A local telephone survey in 2009 found that about 30% of men drank more than the recommended limit. Overall, Cambridgeshire as a county compares well to the national average on statistics for alcohol misuse and harm, but Cambridge City is above the national average for a number of indicators including hospital admissions specifically caused by alcohol, aspects of alcohol related crime, and binge drinking.

Physical Activity

Physical Activity includes all forms of activity, such as everyday walking or cycling, active play, work-related activity, active recreation, dancing, gardening and playing active games, as well as organised sport. Measuring levels of physical activity is complex depending on whether participation in sport is measured or a wider definition that includes other measures.

Adults should aim to be active daily.  Over a week, activity should add up to at least 150 minutes (2½ hours) of moderate intensity activity in bouts of ten minutes or more. 


Sexual Health

Sexual health includes sexually transmitted infections (STIs), contraception, abortion and reproductive health.  Sexual health need requires an holistic understanding.  For example if there is a high teenage conception rate then there is high risk of an increase in sexually transmitted infections and abortion.

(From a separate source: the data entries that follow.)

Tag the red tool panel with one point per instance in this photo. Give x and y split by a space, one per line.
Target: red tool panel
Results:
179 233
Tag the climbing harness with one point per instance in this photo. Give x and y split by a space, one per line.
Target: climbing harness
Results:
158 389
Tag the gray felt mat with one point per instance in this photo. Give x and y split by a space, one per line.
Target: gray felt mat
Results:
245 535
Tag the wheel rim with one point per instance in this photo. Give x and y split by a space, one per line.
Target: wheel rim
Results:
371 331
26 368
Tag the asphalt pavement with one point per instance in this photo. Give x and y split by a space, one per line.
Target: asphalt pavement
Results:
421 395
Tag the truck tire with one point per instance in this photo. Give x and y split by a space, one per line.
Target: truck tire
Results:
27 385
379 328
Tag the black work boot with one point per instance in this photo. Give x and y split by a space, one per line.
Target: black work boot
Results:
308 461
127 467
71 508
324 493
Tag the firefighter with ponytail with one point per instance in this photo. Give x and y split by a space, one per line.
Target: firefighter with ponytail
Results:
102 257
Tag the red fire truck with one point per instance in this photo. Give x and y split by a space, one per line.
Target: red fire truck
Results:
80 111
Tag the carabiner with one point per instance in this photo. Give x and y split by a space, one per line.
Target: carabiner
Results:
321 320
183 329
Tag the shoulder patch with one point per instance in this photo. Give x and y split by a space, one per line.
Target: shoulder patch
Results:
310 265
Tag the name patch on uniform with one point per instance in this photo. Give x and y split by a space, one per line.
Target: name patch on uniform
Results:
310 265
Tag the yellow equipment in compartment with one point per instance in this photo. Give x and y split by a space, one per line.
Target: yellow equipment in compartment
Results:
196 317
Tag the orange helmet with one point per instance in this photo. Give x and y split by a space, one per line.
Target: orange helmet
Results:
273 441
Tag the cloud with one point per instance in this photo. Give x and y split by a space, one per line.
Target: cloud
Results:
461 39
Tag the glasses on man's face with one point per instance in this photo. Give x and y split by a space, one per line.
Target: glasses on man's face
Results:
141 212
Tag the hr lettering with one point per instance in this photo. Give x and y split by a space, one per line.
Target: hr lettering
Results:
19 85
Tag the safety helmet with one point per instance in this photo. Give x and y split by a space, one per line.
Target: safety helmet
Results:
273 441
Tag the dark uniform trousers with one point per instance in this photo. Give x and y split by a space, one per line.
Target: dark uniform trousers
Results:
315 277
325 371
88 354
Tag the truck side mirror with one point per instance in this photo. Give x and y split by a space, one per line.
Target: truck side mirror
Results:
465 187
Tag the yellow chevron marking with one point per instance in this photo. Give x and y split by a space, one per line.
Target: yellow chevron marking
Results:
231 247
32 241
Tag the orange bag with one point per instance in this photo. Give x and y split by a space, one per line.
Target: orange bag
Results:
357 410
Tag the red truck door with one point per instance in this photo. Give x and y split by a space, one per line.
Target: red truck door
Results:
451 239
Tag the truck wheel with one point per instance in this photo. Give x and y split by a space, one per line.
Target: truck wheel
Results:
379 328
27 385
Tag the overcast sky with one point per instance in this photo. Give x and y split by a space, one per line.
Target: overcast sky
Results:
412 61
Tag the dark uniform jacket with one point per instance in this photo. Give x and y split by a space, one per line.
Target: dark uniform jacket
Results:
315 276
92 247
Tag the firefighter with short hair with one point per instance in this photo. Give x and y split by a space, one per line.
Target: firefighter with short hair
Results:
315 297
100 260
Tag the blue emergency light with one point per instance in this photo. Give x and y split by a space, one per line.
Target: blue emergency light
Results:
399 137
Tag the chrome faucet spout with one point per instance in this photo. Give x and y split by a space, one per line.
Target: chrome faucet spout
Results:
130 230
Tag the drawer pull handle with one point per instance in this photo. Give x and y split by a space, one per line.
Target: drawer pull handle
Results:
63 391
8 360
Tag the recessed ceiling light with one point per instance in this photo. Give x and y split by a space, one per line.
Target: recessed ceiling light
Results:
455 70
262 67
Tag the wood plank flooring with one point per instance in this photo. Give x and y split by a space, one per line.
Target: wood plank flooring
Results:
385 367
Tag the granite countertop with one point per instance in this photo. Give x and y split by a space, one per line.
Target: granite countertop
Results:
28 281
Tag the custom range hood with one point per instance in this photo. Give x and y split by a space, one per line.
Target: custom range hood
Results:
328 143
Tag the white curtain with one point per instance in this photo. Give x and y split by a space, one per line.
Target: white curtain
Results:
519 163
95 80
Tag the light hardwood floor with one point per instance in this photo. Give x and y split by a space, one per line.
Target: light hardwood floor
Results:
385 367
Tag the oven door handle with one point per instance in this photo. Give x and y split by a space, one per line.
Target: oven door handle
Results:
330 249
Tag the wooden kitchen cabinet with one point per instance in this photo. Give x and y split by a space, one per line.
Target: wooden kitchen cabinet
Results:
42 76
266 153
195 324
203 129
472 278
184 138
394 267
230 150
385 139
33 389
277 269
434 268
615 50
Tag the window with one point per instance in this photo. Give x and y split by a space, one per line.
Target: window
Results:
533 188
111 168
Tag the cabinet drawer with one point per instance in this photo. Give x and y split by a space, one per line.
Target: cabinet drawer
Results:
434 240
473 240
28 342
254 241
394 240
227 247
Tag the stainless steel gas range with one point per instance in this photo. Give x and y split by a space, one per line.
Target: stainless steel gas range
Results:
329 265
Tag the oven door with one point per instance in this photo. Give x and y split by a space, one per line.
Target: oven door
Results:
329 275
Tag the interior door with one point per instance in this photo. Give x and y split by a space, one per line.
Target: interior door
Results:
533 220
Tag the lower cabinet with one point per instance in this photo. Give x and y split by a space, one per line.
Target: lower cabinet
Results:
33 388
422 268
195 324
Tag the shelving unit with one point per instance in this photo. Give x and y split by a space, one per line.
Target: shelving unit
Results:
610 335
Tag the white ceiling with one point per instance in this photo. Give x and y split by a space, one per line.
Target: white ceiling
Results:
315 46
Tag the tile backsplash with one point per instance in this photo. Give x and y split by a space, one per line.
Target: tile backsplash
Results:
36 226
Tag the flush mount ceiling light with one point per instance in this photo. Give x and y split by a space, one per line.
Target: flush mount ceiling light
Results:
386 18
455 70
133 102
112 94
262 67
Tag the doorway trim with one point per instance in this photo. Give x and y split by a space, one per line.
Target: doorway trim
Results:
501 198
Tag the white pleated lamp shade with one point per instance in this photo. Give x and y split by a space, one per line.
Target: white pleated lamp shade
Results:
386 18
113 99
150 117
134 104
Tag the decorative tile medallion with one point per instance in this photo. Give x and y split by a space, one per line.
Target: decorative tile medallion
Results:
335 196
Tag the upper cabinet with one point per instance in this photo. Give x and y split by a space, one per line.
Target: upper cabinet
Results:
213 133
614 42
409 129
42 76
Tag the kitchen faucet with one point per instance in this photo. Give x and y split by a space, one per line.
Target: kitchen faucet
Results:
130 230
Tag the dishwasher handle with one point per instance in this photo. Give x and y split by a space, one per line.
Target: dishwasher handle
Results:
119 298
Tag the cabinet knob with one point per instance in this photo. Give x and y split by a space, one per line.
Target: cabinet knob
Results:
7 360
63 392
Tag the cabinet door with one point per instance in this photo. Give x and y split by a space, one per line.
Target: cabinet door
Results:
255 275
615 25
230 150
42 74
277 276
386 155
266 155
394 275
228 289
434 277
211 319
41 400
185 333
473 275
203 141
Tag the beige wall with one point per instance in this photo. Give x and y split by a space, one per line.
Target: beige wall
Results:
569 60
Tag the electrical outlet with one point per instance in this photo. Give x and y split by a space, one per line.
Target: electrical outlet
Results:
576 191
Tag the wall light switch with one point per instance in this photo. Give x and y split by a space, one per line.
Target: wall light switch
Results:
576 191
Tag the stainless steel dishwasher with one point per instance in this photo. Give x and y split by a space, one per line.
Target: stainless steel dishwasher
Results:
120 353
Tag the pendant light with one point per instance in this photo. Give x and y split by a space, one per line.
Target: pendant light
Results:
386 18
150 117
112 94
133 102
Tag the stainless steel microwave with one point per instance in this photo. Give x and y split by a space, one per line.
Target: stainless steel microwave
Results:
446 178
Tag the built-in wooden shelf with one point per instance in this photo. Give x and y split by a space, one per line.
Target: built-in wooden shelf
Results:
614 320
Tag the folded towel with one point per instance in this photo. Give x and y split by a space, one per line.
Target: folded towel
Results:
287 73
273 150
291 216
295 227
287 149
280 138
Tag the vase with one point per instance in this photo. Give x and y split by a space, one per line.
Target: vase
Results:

The numbers of people living with HIV in Cambridgeshire has increased since 2004 reflecting to a large degree better treatment methods.

Nationally there is also a concern with a high level of late HIV diagnoses which compromises treatment and potentially could increase the spread of the disease.

Nationally the highest burden of sexually transmitted disease is borne by women, commercial sex workers, gay men, men who have sex with men (MSM), teenagers, young adults and black and ethnic minorities (BME).  A better understanding in Cambridgeshire of the sexual health needs of these groups especially vulnerable populations is required.

The Cambridgeshire teenage conception rate has been consistently and significantly lower than the national and East of England rate since the launch of the Teenage Pregnancy Strategy in 1999.

There were 740 sexual offences recorded in Cambridgeshire during 2008-2009 with 755 recorded sexual offences in Cambridgeshire in 2009-2010, representing a 2% increase year on year.  The Cambridgeshire and Peterborough Sexual Assault Referral Centre provided services to 330 people in 2010 of which, 112 of those clients were from Cambridgeshire. 


Access to Services

Cambridgeshire is predominantly a rural county and access to all services is limited in many areas especially in more deprived areas where car ownership is more limited.

The full JSNA contains links to detailed maps that demonstrate the patterns and inequalities that are present in Cambridgeshire.